I recall, in earlier incarnations of Windows, I used to use Net Vampire to help me download files, and I could usually resume downloading a file if
the connection wasn't great.
I've been trying to download Open Office onto my Windows 8.1 machine, and it seems to stop load with only part of the file. I've tried a second time, with no luck.
I have looked at what seems to be happening with Total Commander. The first time, I had a listing for the .exe file listed at a size of 0, and another file of the same name with an extension .part (so it seems to be, anyway). I've had downloads look like this, before, but the .part file would keep getting larger each time I checked, until it was full size. This seems not to continue to grow.
It finally came in, and I have installed it and opened it.

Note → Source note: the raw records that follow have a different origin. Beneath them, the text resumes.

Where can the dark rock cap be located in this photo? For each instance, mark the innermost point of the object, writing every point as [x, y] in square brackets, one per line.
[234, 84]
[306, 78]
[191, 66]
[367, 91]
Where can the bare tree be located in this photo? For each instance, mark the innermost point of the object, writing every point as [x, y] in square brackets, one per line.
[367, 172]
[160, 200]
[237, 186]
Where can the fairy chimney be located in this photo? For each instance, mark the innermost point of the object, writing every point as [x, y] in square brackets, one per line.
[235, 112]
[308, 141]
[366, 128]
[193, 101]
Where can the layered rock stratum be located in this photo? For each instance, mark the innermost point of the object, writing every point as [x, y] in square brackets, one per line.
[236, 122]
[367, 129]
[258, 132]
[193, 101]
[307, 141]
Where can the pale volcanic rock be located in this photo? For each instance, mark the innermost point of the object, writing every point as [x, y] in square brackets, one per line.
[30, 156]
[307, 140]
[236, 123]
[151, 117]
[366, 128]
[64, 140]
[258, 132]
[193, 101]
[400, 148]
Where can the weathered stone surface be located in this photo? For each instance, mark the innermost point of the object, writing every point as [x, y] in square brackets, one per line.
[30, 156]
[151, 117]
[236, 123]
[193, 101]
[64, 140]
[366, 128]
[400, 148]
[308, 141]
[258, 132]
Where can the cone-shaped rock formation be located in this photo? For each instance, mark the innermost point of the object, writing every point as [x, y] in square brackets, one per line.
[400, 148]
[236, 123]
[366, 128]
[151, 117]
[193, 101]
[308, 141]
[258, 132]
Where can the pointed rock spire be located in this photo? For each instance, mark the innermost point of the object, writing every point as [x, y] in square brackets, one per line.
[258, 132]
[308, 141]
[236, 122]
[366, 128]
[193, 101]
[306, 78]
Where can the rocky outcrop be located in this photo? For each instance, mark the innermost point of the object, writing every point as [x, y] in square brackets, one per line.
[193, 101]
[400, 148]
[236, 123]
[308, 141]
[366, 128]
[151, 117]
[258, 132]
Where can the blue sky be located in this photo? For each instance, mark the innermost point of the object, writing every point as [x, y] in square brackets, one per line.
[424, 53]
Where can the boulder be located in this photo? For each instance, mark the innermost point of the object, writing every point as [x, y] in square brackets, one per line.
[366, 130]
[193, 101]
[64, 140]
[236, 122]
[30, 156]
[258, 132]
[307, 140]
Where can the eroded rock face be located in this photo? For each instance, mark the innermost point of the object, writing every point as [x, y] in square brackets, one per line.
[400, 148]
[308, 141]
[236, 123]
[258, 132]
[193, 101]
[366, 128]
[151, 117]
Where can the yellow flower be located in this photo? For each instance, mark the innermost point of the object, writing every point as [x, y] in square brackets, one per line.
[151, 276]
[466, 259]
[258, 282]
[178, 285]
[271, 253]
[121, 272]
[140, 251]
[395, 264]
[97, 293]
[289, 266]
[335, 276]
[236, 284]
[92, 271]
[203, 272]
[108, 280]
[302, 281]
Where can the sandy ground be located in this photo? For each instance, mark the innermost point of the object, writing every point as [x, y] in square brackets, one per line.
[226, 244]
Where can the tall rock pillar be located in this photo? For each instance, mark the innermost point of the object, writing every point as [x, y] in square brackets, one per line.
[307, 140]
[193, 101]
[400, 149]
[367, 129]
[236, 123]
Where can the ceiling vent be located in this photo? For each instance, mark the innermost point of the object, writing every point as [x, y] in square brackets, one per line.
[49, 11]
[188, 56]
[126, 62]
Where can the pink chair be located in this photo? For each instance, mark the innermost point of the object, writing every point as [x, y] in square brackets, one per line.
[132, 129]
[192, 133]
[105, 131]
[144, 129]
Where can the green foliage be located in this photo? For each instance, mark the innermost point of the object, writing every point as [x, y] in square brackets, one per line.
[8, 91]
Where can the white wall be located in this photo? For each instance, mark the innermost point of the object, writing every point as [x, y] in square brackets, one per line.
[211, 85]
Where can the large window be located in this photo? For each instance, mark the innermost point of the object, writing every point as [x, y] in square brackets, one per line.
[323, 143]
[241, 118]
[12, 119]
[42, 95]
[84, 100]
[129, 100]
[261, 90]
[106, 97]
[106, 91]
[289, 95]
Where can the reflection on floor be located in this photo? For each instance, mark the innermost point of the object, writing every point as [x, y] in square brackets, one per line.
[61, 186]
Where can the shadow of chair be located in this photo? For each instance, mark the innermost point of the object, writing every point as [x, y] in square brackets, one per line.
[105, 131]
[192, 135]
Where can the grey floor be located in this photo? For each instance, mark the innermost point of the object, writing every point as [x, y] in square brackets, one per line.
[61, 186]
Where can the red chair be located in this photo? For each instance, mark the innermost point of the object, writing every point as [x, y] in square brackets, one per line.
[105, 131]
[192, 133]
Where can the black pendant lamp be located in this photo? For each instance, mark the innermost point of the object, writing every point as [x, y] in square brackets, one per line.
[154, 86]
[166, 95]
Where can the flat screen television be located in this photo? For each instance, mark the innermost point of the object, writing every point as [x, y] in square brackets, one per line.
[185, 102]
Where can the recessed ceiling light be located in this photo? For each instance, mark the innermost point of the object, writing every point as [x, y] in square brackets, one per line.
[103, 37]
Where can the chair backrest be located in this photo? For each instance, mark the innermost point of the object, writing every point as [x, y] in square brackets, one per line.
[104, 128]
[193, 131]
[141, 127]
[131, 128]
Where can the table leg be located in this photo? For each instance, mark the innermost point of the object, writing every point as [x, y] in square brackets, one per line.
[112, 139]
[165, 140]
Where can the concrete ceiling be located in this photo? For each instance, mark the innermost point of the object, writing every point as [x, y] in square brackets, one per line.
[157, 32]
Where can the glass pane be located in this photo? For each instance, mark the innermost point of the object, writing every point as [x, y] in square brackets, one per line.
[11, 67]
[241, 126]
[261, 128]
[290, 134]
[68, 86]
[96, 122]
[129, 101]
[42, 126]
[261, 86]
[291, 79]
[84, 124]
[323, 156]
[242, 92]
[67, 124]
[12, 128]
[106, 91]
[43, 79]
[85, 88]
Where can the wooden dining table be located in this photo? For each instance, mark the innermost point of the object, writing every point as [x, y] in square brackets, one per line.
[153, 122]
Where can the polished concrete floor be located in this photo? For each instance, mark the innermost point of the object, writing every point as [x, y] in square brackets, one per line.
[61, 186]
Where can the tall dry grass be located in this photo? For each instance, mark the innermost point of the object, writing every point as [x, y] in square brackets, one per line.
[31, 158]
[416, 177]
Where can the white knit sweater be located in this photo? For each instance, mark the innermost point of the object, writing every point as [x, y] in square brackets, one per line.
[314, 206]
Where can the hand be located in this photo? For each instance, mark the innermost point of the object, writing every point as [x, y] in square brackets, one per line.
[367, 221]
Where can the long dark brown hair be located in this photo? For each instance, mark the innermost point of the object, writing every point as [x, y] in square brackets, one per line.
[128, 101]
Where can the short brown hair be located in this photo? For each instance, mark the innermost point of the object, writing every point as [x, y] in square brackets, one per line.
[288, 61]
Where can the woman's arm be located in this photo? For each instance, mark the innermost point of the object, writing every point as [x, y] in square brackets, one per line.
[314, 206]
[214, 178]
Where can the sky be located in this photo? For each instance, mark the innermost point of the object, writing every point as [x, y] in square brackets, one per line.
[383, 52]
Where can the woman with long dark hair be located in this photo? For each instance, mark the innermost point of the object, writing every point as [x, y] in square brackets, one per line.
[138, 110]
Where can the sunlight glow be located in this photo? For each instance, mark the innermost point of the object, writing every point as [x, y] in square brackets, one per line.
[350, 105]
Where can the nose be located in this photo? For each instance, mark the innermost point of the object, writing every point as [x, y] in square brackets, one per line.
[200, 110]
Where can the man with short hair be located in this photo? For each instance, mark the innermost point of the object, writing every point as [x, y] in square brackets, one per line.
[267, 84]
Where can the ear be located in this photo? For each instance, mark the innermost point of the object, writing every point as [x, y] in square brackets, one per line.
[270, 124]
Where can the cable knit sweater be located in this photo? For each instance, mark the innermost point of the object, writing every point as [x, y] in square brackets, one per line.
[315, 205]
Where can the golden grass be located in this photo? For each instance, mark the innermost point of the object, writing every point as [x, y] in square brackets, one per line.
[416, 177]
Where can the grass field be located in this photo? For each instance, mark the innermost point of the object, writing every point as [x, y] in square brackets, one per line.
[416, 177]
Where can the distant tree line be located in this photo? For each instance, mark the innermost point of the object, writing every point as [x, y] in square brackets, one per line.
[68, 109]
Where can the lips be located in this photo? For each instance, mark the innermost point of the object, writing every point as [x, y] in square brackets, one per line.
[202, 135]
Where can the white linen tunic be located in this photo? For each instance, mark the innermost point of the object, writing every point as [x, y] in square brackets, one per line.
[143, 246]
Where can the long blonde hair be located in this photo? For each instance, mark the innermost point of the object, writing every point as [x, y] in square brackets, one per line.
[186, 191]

Abiword was giving me too much trouble. I repeatedly had problems with the program failing to open documents which supposedly had been saved.
I've used open office for years. It's very good.
The version I got yesterday has a wide beside-the-document features bar of some kind. It looks to have advantages over trying to make everything fit in the upper tool bar, which gets so very complicated when there is some icon for everything. I will explore more as I use it.
Open Office was last updated in April 2011, then sat untouched for years, and then they made a slight improvement in 2015 and again in 2016. On it's
own website it lists versions made, with only minor updates listed.
Any sensible person would use it's fork from that 2011 version, Libre Office which has been continuosly worked on every since and gets updated almost daily. But of course the nightly update is for those who like the very most recent version of anything and accepts that new features may have introduced a bug (true of all nightly builds, whatever the software) - currently with Libre Office the cuttting edge version is V6. The version recommended for general users is V5.4 - that's six major updates in seven years, with lots of minor ones.
Available here https://www.libreoffice.org/
Why are people still thinking Open Office ???
Also, I've never bothered with one of these "download" tools - just click on the download link on the software's own site and let it roll.
Same here, Dr John. But thinking about it, I think scholar is still using a 56k modem and if you can remember that far back, downloads, specially very large ones, were often interrupted. So the download things could help.
I'm with Dr, John on this. I have just recently migrated to Libre Office and have found this version to be almost as good as the M$ product. What
makes it better, is the cost! Some of the more esoteric features of word may not be implemented, but I doubt that they'll cause too many issues.
I have yet to find a suitable alternative to Access without a LOT of learning and re-coding.
Having used and learned to programme a proper database - Dataflex - i found access very limited and not a lot better than excel or even word
From what I read Dataflex is only a front end for the database. It can use many implementations like MySQL as a back end and, as such could easily be better than Access. Access is certainly better than a Spreadsheet and occupies that middle ground between a flat file database like your spreadsheet example and a truly enterprise server driven database. I started on dBase back in the 80s and then moved to Clipper and only picked up Access when I retired. There are limitations to Access that something like a SQL back end would negate. I shall migrate, when I have lots of free time......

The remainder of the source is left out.